International concern was mounting Sunday about the violent crackdown on protests in Libya, amid reports that the number of demonstrators killed by Libya’s security forces was approaching 100, according to the BBC.
Medical officials in Libya’s second city of Benghazi said 15 people died when troops opened fire on mourners leaving a funeral for protesters killed in earlier clashes, the BBC added.
UK Foreign Secretary William Hague last night voiced Britain’s revulsion at the “unacceptable and horrifying” violence meted out by Libyan leader Gaddafi’s loyalists, who are said to have used Kalashnikovs, knives and even anti-aircraft missiles to quell demonstrations.
Internet services have been shut down throughout the north African state, where journalists’ movements are strictly controlled, and only patchy reports have emerged of events over the three days of protests.
The New York-based Human Rights Watch organisation estimated the death toll was at least 84 by Friday and the killings at yesterday’s funeral have brought the figure up to 99.
Reports suggested that mourners were killed by shots to the head and chest, while one was apparently hit by an anti-aircraft missile. Scores of others were injured after the regime sent in commandos, mercenaries and helicopters in what has been the most brutal response to the wave of unrest sweeping across the Arab world.

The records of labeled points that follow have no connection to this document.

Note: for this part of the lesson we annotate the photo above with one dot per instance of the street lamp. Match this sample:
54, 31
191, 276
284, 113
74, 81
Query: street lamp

Gaddafi’s son Saadi is understood to have led the crackdown in Benghazi against protesters calling for an end to his father’s 42-year autocratic rule.
Clashes on a smaller scale were also reported yesterday in Yemen and Algeria.
But in Bahrain, chanting demonstrators flooded back into Pearl Square unopposed after King Hamad bin Isa Al Khalifa ordered troops off the streets and offered dialogue with all of the Gulf state’s communities.
Hague welcomed the developments when he spoke to Bahrain’s Crown Prince Salman by phone yesterday. While expressing “deep concern” about the earlier use of live ammunition by Bahraini troops against protesters, the Foreign Secretary said he “strongly supported” Salman’s efforts to initiate a national dialogue and called on all sides to respond to the offer.
On the situation in Libya, Hague said: “I condemn the violence in Libya, including reports of the use of heavy weapons fire and a unit of snipers against demonstrators. This is clearly unacceptable and horrifying.”
“I call on the authorities to stop using force and to rein back the army in confronting the demonstrators. The absence of TV cameras does not mean the attention of the world should not be focused on the actions of the Libyan government.”
The Foreign Office is advising against all but essential travel to the cities of Benghazi, Ajdabiya, Al-Bayda, Al-Marj, Derna and Tobruk in eastern Libya, where the protests have been concentrated. Eight licences for arms exports to Libya have been revoked by the Department for Business, Innovation and Skills.